As of Thursday, the Zion Lodge will be open with limited services. The gift shop will be open, food will be available for take out only, and limited lodging will be available for reservations. The Watchman Campground near the park’s south entrance will also be opening Friday.
The Canyon Trail Rides horseback rides in Zion National Park will be opening Friday. For more information or to make a reservation, click here.
Zion National Park itself continues to be open with limited services and trail access. An updated list of what is and is not available to guests can be found on the park’s most current info sheet.
The Kolob Canyons area of Zion remains closed, but the portion of Zion National Park that is on the Kolob Terrace Road has some day-use access for trails. Overnight and permitted backcountry hikes are not open at this time.
Although the Watchman Campground is opening, park spokesperson Jeff Axel said that all the sites have already been reserved for Memorial Day weekend. There is the possibility of cancellations, Axel said, but people usually sit on the reservation site and snatch them up within minutes of them becoming available.
As with campsites, Axel said they expect the park to fill to capacity over the busy holiday weekend, which could potentially result in the temporary closure of the main Zion Canyon Scenic Drive and possibly the Zion-Mt. Carmel Tunnel road, which connects Zion’s east side with the main canyon.
Shuttle services will not be resuming in the near future, and visitors should be aware that parking spots within Zion are limited. Once parking lots are full, the park could be closed for hours or potentially the entire day, a previous St. George News report said.

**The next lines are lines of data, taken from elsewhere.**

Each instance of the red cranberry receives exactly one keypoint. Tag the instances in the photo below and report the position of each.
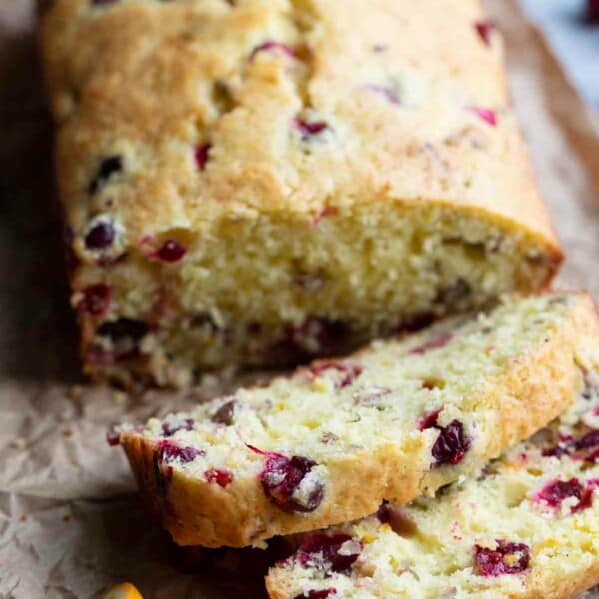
(281, 479)
(430, 420)
(486, 114)
(485, 29)
(349, 372)
(170, 251)
(321, 551)
(436, 343)
(113, 438)
(308, 129)
(556, 491)
(492, 562)
(162, 476)
(318, 594)
(451, 445)
(96, 299)
(591, 439)
(169, 429)
(100, 236)
(169, 451)
(110, 165)
(201, 156)
(225, 414)
(276, 46)
(221, 477)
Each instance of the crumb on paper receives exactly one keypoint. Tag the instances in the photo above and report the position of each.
(76, 392)
(20, 443)
(119, 397)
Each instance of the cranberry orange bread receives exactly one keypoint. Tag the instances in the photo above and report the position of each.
(526, 528)
(262, 181)
(394, 421)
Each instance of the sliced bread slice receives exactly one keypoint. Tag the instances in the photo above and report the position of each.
(527, 527)
(394, 421)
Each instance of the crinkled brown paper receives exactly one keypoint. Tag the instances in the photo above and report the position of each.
(70, 522)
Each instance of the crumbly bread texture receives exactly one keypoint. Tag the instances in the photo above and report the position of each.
(265, 181)
(394, 421)
(527, 527)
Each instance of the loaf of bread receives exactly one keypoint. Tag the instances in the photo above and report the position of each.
(526, 528)
(266, 181)
(394, 421)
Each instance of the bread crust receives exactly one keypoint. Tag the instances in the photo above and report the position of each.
(151, 82)
(535, 391)
(90, 52)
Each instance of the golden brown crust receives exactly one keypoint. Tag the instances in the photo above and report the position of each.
(536, 390)
(396, 88)
(140, 77)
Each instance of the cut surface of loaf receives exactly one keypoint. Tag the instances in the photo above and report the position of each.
(526, 528)
(396, 420)
(267, 181)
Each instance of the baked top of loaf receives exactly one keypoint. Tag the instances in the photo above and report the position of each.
(173, 115)
(526, 527)
(326, 444)
(263, 182)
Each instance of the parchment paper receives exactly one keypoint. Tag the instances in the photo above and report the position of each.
(70, 522)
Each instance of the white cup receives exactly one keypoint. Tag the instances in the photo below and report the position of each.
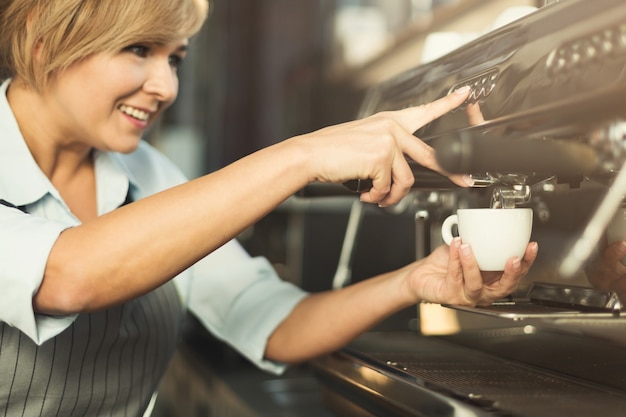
(616, 229)
(495, 235)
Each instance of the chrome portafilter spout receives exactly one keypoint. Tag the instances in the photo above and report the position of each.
(509, 190)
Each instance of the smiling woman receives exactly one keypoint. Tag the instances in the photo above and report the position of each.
(104, 245)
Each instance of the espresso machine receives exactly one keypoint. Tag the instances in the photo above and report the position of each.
(544, 127)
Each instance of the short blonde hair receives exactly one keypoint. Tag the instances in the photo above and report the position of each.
(67, 31)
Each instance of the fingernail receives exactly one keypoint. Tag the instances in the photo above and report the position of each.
(468, 180)
(534, 247)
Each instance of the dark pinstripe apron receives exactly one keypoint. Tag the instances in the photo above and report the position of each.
(107, 363)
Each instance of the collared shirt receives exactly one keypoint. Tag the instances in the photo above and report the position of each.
(240, 299)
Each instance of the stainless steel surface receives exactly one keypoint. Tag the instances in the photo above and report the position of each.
(547, 103)
(495, 374)
(544, 127)
(552, 301)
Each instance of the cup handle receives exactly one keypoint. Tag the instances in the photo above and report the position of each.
(446, 228)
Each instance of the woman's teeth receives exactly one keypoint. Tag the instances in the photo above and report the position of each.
(136, 113)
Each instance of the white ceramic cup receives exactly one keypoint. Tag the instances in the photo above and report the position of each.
(616, 229)
(495, 235)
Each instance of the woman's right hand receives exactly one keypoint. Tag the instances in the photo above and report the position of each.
(376, 147)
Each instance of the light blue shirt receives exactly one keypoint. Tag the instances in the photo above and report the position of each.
(240, 299)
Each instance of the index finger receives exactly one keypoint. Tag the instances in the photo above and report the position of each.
(413, 118)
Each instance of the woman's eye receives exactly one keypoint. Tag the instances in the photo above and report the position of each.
(176, 61)
(139, 50)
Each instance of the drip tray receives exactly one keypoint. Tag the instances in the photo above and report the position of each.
(551, 301)
(412, 375)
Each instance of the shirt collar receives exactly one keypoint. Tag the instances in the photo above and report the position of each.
(17, 165)
(22, 182)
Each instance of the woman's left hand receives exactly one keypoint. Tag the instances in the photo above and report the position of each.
(450, 275)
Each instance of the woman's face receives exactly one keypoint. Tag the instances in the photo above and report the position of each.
(107, 101)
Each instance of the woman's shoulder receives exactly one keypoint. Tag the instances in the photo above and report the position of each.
(150, 168)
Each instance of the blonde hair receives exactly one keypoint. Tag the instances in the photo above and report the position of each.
(66, 31)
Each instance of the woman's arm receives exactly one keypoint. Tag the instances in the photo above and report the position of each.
(326, 321)
(132, 250)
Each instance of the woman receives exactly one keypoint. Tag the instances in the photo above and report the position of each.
(96, 224)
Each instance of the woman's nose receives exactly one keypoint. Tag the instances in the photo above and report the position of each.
(162, 82)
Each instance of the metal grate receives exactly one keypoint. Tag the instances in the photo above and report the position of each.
(505, 387)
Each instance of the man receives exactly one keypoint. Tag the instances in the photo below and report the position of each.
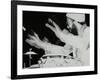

The Federal Code of Regulations title 36, section 1.5 (a) gives the park superintendent the authority to “establish, for all or a portion of a park area, a reasonable schedule of visiting hours, impose public use limits, or close all or a portion of a park area to all public use or to a specific use or activity.”
However, Axel stressed that these closures would be temporary and done with the safety of visitors, staff and the park’s natural features and inhabitants in mind.
If roads become too congested, Axel said, it could impair emergency personnel or wildland firefighters in their ability to respond to incidents in a timely manner.
In a Springdale Town Council meeting held Wednesday, Park Superintendent Jeff Bradybaugh said that since Zion National Park reopened May 13, visitation has been averaging around 5,000 people per day on the weekdays and about 8,000 people per day on the first weekend.
So far, the park has only had to impose temporary closures on those weekend days when visitation was higher.
Typically, Memorial Day weekend in Zion can bring upwards of 30,000 visitors per day, Axel said. In a normal year that means about 80,000 to 100,000 visitors on the holiday weekend.
Without the use of the shuttles, which the park has relied on for the past 20 years, and the limited parking capacity in the canyon, those numbers of visitors won’t be feasible this year, but Bradybaugh said it will still be busy.
“We’ll see how things go on Memorial Day,” Bradybaugh said in the council meeting. “We expect it to be busy.”
Axel added that they are certain parking will fill up in the main canyon – it’s just a question of what time of day that will happen.
Visitors who are able to secure a parking spot and get onto the trail will be able to see the park with a lot less people than usual, Axel said.
Visitors are advised to arrive early – the main canyon scenic drive, which is currently open during daylight hours only, will open at 6 a.m. – or to plan activities for later in the afternoon or early evening when many people start to leave the park.
Bradybaugh added that there are several parking spots at the Visitor Center, and he encourages visitors to do activities that are accessible from that parking lot, such as the Pa’rus paved trail.
Alternately, Axel said that potential visitors should look to planning their Zion trip for later in the summer or fall.
Unlike neighboring Bryce Canyon National Park, which announced Wednesday that they have started collecting fees and will be increasing some services, Zion National Park will not be collecting entrance fees, though Axel did say they will be looking at when to resume fees after the holiday weekend.
Updated information about available activities, services and closures can be found at Zion National Park’s website, which Axel said visitors should check often before arrival and during their visit.